RTRS:METALS-LME copper falls first time in 3 days after S&P warning
* LME copper declines 1.5 percent, snapping two days of
gains
* S&P warning spooks investors
* ADB warns of "greater downside risks" for Asian economies
(Updates prices)
By Jane Lee
SINGAPORE, Dec 6 (Reuters) - London copper fell on
Tuesday for the first time in three days after Standard & Poor's
said it may downgrade euro zone countries and the Asian
Development Bank warned that Asia faces "much greater" downside
risks compared with a few months ago.
Three-month copper on the London Metal Exchange
dropped 1.5 percent to $7,821.50 a tonne by 0712 GMT.

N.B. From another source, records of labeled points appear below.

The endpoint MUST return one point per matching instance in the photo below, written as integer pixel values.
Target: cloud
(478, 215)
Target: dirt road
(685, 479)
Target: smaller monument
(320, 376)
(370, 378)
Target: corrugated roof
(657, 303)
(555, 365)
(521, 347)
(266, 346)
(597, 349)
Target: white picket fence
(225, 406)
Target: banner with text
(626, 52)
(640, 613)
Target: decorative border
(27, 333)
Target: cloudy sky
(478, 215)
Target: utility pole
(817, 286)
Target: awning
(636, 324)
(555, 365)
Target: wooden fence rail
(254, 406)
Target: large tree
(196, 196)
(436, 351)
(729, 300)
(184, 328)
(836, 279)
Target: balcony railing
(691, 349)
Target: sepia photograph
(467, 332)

The most-traded February copper contract on the Shanghai
Futures Exchange eased 0.5 percent to 57,670 yuan a
tonne.
"In the next two months, things don't look too rosy," said
Henry Liu, head of commodity research at Mirae Asset Securities
in Hong Kong.
"December's demand will be slow because it's winter and
January will be quiet because of the Lunar New Year. Basically,
there's not much growth but demand is not collapsing either."

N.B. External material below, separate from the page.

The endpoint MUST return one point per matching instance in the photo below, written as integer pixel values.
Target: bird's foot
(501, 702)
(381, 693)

Copper may trade between $8,200 and $8,500 a tonne in 2012,
Mirae's Liu forecasts.
S&P said it had told 15 of the 17 euro zone countries,
including Germany, France and four others with top AAA credit
rating, that it might downgrade them en masse within 90 days, if
EU leaders fail to reach an agreement on how to solve the
region's debt crisis in a summit on Friday.
S&P's comments put more pressure on leaders in the region to
come up with stronger measures to resolve a long-running debt
crisis at the summit.
French President Nicolas Sarkozy and German Chancellor
Angela Merkel agreed on a master plan involving treaty change
that would include automatic penalties for governments that fail
to keep their deficits under control, and an early launch of a
permanent bailout fund for euro states in distress.
The euro zone debt crisis has been the biggest concern for
commodity investors this year, weighing on the global demand
outlook and dragging copper down 19 percent this year and off 23
percent from a record $10,190 reached in February.
Outside of the euro zone, growth had been patchy. The U.S.
service sector eased last month and new orders for factory goods
fell in October, tempering recent optimism that the U.S. economy
may be poised for a more vigorous rebound.
The Asian Development Bank said in its Asian Economic
Monitor on Tuesday that Emerging East Asia's economic momentum
remains robust, but the region faces greater risks than just
three months ago as Europe's debt problems and a fragile U.S.
economy could worsen into another global crisis.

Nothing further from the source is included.